What the BOUND Teaches

This ML research BOUND demonstrates several patterns specific to experiment-driven development:

Fixed Evaluation Harness

The evaluation function (evaluate_bpb()) and data pipeline are DANGER ZONES because modifying them invalidates all previous comparisons. In ML research, the integrity of the evaluation is more important than any individual experiment result. If the agent could modify the evaluation function, it could "improve" val_bpb by lowering the bar rather than improving the model.

Single Modifiable File

Constraining the agent to only modify train.py is an extreme form of BOUND — it limits the entire creative space to a single file. This constraint is powerful because it forces architectural creativity within a narrow scope. The agent must find better training strategies, not better infrastructure.

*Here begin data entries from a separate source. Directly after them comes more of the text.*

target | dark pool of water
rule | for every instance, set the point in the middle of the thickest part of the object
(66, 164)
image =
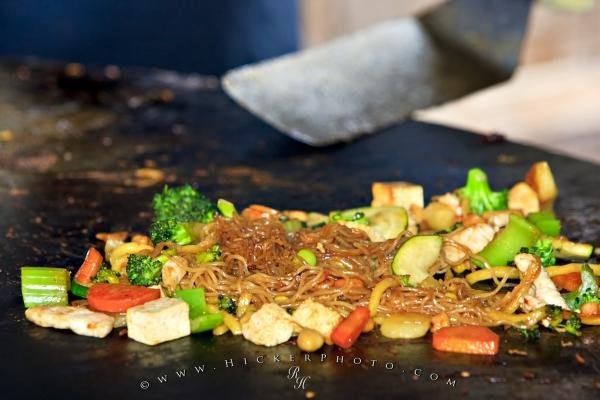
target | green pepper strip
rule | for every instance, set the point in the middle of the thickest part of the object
(546, 222)
(518, 234)
(200, 319)
(206, 322)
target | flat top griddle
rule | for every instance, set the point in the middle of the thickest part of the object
(69, 171)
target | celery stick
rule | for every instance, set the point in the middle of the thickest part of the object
(44, 286)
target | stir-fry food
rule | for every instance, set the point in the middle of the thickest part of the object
(469, 260)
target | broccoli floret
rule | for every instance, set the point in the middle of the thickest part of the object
(171, 231)
(358, 217)
(573, 325)
(228, 304)
(183, 204)
(557, 322)
(543, 249)
(587, 291)
(211, 255)
(144, 270)
(530, 335)
(106, 275)
(405, 280)
(481, 197)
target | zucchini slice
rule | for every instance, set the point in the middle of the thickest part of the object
(380, 223)
(416, 256)
(567, 250)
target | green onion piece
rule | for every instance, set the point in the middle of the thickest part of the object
(546, 222)
(195, 299)
(79, 290)
(308, 256)
(518, 234)
(42, 286)
(293, 225)
(205, 322)
(226, 208)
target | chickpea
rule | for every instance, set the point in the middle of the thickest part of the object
(309, 340)
(405, 326)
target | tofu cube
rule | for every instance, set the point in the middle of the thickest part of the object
(158, 321)
(401, 194)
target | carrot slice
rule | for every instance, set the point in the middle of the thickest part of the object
(346, 333)
(118, 297)
(354, 283)
(589, 310)
(256, 211)
(90, 267)
(467, 339)
(568, 282)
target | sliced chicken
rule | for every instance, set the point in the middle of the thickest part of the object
(269, 326)
(78, 319)
(452, 200)
(474, 237)
(313, 315)
(498, 219)
(158, 321)
(173, 272)
(543, 288)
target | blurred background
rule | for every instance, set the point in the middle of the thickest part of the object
(552, 101)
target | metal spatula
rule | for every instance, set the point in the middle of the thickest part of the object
(363, 82)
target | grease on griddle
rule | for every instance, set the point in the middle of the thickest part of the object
(517, 352)
(494, 137)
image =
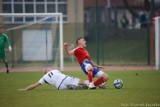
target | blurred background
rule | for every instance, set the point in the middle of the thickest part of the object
(118, 32)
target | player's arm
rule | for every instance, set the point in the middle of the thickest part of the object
(69, 52)
(31, 87)
(98, 66)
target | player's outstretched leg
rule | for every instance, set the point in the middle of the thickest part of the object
(101, 80)
(89, 69)
(6, 64)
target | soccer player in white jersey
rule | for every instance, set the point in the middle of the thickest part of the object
(57, 79)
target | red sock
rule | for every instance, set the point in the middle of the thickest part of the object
(99, 81)
(90, 75)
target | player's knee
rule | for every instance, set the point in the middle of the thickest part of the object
(89, 68)
(105, 77)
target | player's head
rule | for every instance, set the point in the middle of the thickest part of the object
(45, 70)
(81, 42)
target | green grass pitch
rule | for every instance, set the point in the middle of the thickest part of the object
(141, 89)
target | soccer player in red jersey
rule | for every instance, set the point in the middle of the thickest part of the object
(87, 65)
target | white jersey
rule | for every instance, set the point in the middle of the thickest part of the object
(59, 80)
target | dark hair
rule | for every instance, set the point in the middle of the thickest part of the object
(78, 40)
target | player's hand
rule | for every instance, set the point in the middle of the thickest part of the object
(10, 49)
(101, 67)
(65, 45)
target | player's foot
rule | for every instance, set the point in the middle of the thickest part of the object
(7, 71)
(91, 86)
(81, 87)
(102, 86)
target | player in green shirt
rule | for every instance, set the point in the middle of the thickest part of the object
(3, 41)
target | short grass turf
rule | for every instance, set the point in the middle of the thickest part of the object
(141, 89)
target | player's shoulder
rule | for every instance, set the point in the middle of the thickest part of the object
(4, 35)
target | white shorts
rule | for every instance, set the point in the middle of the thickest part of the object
(68, 83)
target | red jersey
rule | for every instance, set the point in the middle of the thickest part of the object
(81, 54)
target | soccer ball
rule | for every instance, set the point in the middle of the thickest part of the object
(118, 83)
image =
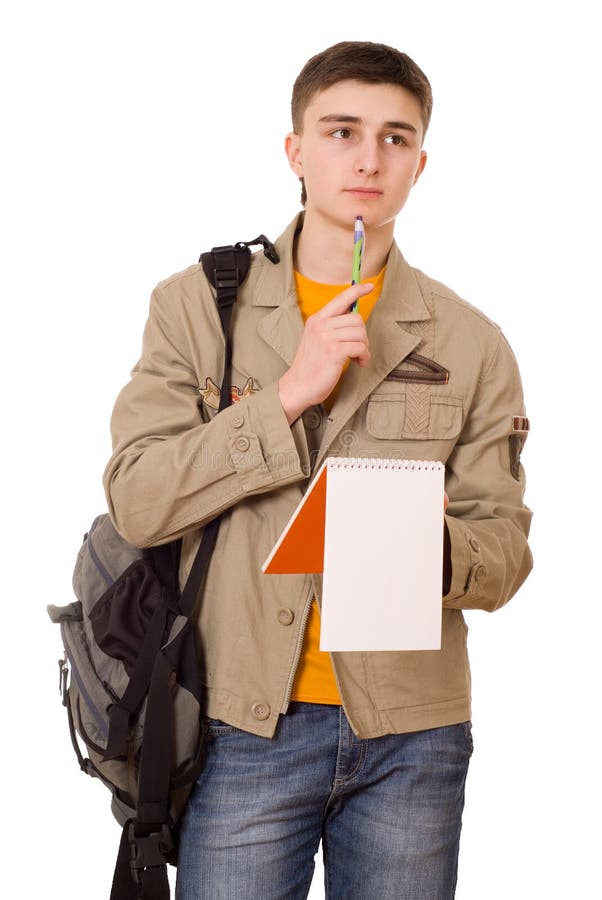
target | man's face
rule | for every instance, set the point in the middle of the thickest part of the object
(359, 152)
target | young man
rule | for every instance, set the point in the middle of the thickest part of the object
(366, 751)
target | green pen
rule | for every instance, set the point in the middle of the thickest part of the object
(359, 239)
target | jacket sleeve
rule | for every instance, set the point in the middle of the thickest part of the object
(170, 472)
(487, 521)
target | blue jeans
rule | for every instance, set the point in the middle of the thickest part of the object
(388, 811)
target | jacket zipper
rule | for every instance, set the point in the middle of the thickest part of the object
(298, 648)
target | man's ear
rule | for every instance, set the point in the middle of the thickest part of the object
(292, 148)
(420, 167)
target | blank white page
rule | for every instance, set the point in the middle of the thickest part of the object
(383, 555)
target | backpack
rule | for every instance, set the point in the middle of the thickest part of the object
(130, 676)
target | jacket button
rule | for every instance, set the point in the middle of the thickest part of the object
(261, 711)
(285, 615)
(312, 419)
(480, 574)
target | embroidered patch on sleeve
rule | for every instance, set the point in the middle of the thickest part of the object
(210, 393)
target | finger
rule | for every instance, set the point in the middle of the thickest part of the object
(341, 303)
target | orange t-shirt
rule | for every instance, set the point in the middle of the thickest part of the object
(314, 679)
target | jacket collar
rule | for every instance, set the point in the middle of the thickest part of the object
(401, 301)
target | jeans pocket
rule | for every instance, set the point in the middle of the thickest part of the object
(215, 727)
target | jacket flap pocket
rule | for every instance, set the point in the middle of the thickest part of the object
(388, 417)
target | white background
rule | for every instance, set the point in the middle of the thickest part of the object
(136, 135)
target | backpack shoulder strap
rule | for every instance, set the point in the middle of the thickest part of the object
(226, 268)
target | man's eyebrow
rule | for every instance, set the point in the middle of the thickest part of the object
(356, 120)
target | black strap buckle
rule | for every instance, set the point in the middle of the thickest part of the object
(149, 850)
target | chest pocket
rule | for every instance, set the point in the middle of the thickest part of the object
(416, 412)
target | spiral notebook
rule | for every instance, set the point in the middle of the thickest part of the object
(374, 527)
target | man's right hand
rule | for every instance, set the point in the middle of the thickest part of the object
(330, 338)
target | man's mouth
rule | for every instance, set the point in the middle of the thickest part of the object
(364, 193)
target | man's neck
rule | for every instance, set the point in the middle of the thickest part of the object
(323, 250)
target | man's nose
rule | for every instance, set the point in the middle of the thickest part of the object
(367, 160)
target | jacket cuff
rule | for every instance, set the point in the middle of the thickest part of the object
(263, 448)
(467, 568)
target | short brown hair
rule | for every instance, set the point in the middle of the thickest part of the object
(358, 61)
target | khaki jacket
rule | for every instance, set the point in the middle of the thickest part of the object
(176, 464)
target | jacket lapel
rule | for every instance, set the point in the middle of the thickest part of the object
(401, 302)
(281, 328)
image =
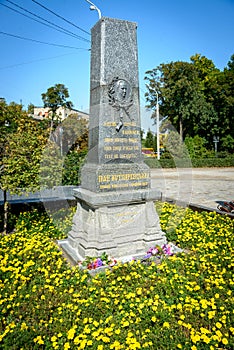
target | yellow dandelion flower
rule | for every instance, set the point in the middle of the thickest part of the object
(225, 341)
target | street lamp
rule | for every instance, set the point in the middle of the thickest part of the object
(158, 134)
(216, 140)
(94, 7)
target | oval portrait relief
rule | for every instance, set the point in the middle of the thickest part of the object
(120, 92)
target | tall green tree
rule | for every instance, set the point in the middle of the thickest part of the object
(178, 88)
(56, 96)
(149, 140)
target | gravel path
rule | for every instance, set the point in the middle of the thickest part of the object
(200, 186)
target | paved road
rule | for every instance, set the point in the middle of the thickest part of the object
(202, 186)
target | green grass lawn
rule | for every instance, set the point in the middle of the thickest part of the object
(186, 302)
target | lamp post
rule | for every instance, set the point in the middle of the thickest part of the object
(158, 134)
(94, 7)
(61, 139)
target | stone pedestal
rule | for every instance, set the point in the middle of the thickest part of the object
(115, 203)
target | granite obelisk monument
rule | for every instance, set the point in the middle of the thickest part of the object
(115, 202)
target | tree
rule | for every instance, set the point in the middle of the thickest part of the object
(180, 93)
(22, 141)
(149, 140)
(56, 96)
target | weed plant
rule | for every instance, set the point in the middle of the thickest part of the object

Time Budget as an IRON LAW

The 5-minute training budget serves the same function as a financial test coverage threshold: it prevents the agent from trading compute for quality. Without this constraint, the agent might "improve" val_bpb by simply training for longer, which would not be a genuine algorithmic improvement.

Revert-on-Regression

The IRON LAW "regressions revert to previous" implements autoresearch's core loop: try something, measure, keep or discard. This is autonomous remediation in its simplest form — the agent does not need to diagnose why a regression happened, it just reverts and tries something different.

Simplicity Metric

The rule "equal val_bpb with less code is a positive result" is unusual — most systems optimize for a single numeric metric. This IRON LAW adds a second dimension: code simplicity. It prevents the agent from adding complexity that does not improve the metric, which is a common failure mode in ML experiment iteration.


Applicable Domains

This BOUND pattern applies to any autonomous experiment loop:

  • ML model training and hyperparameter search
  • Compiler optimization passes
  • Algorithm benchmarking and comparison
  • Performance regression testing
  • A/B test experiment frameworks

The key pattern is: fix the evaluation, fix the budget, let the agent iterate freely on the implementation.